As consumer electronics and connectivity continue to spread into other areas and products, the category’s revenues will continue to grow.
According to the Consumer Electronics Association’s mid-year sales forecast, revenues for the CE industry will reach $211.3 billion this year (up 2%), driven by the entry of new device categories and overall connectivity.
“The overarching trend is [the growth] of connectivity and the Internet of Things. More and more devices are becoming connected, and that’s helping the industry,” Steve Koenig, director of industry analysis for the CEA, tells Marketing Daily. “New categories are also pouring billions and billions of new revenues into the industry.”
The 2% overall growth from 2013’s $207 billion is in line with projections the CEA made in January. Steady growth is expected to continue into 2015, which will see another 1.2% growth to $214 billion in overall industry revenues. Though the overall growth rate has slowed from 2011’s 7.7%, the CEA says it sees no indications the category will drop below $200 billion in annual revenues in the future.
The biggest bright spot are emerging technology categories, such as 3D printers, wearable technologies (like health and fitness devices and smart watches), ultra HD television displays and smart thermostats. These emerging categories are expected to see 242% year-over-year growth in 2014 and 108% growth in 2015 as more consumers become more familiar with the categories and more companies enter them.
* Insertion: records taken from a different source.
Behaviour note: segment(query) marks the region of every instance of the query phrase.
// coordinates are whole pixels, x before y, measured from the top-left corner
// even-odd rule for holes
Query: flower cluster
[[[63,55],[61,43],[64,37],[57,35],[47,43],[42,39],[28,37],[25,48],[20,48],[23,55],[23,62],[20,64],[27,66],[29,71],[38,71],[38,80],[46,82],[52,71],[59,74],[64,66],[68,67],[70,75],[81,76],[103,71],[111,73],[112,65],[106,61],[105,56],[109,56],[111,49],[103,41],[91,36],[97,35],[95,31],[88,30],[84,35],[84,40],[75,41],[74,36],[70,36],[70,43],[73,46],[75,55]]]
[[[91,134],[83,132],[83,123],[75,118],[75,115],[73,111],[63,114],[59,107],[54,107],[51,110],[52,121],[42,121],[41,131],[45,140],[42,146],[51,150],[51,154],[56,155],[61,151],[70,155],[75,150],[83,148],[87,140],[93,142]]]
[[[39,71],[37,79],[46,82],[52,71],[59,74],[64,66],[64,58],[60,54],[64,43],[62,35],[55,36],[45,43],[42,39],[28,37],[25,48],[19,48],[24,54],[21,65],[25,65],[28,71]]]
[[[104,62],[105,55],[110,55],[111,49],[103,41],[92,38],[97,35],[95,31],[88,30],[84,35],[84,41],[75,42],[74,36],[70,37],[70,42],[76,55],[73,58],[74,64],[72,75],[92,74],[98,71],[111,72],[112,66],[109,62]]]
While emerging categories only represent less than 3% of the entire CE industry revenue, their $5 billion contribution is huge, considering that two years ago, these categories were too small to track.
Other categories, such as audio (which includes headphones, bluetooth and television sound bars), automotive electronics and gaming consoles will also see double-digit growth rates, according to the forecast.
“We’re also seeing what we once thought of as discreetly differentiated categories [becoming connected],” Koenig says. “These are more and more overlapping with consumer electronics, looking like a Venn diagram.”
The growth of new products is balanced by a leveling out of some older, more mature categories. Total television sales, for instance, will decline 5% in 2014 (though as a subset, Ultra HD TV is performing better than projected). While still accounting for 35% of overall industry revenues, smartphones and tablets, will see mixed growth (smartphone revenues are expected to be up 7% from 2014, while tablet revenues will be down 3% this year) as the categories mature.
“These top revenue-driving products, namely LCD flat panel TVs and mobile connected devices, can now be found in millions of households in a remarkably short amount of time,” Koenig says. “Tablets have only been around since 2010, and we’re now close to 50% in household penetration. That underscores the importance of consumer electronics in our daily lives, whether it’s for work or for play.”